Wavering Stripes is an interactive website about immigration detention in the United States. Through conceptual visuals, the project distorts the American flag into the structure of a detention facility. Within the structure are individuals and their personal stories of struggle as immigrants. Each story further reveals the injustice and irony of immigration detention in the “land of the free.” In all, the project hopes to emotionally impact visitors and ignite action toward ending immigration detention.
As the daughter of Mexican immigrants, I have witnessed and experienced the pain of the U.S. immigration system. Family members have undergone starvation, sickness, and abuse on their immigration journey and today, many do not travel out of fear of deportation. Such experiences, as well as those of others in my community, have shown immigration detention is a manifestation of a system that does not seek to help or benefit the most vulnerable. Instead, it is a punitive practice that prevents people from living their life in true liberation. To me, Wavering Stripes is my attempt to shed light on a system that hurts my family, my local community, and countless others across the country.
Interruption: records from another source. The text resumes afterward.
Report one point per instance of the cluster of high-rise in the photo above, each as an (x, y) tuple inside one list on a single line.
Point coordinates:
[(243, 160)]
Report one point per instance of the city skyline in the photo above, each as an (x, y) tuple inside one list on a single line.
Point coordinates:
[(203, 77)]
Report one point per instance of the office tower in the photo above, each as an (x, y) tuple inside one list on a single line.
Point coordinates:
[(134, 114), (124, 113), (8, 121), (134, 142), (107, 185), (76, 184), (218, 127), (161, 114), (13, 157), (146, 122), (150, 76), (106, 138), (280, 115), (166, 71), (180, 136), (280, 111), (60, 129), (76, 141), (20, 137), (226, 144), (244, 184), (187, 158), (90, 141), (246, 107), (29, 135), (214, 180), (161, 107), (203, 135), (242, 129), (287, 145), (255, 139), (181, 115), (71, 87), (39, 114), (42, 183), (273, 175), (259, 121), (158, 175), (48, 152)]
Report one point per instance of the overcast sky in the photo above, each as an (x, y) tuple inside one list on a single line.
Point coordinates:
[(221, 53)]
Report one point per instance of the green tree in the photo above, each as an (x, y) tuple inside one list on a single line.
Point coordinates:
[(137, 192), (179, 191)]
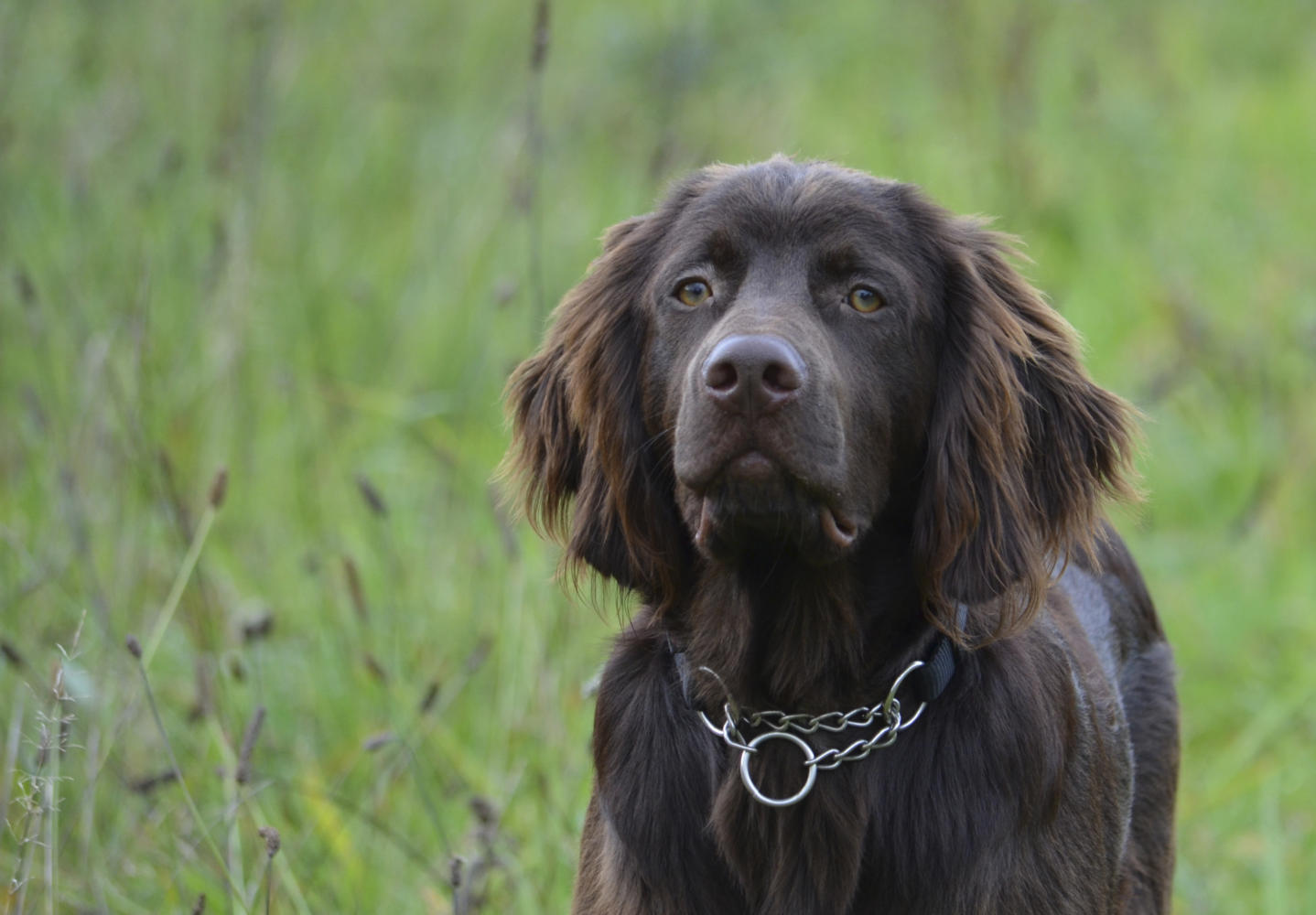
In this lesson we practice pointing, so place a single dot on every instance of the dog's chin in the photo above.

Truthfully, I was daunted by the scope of the project. How could I, with the skills and resources I have, create a project that tackles the flaws of the U.S. immigration system? I looked back to my roots — one of my parent’s most common phrases is “échale ganas.” This loosely translates to “give it your all” or “do it with a passion” depending on the situation. I have applied this mindset all throughout my life, and I realized it was needed more than ever when tackling this side project. Giving it my all meant having a growth mindset: “What I do not know, I will learn.” I told myself. Doing it with passion meant I should work on this precisely because I am passionate about it. I reassured myself: “This issue is important, and you can make a difference.” Five months later, I launched Wavering Stripes.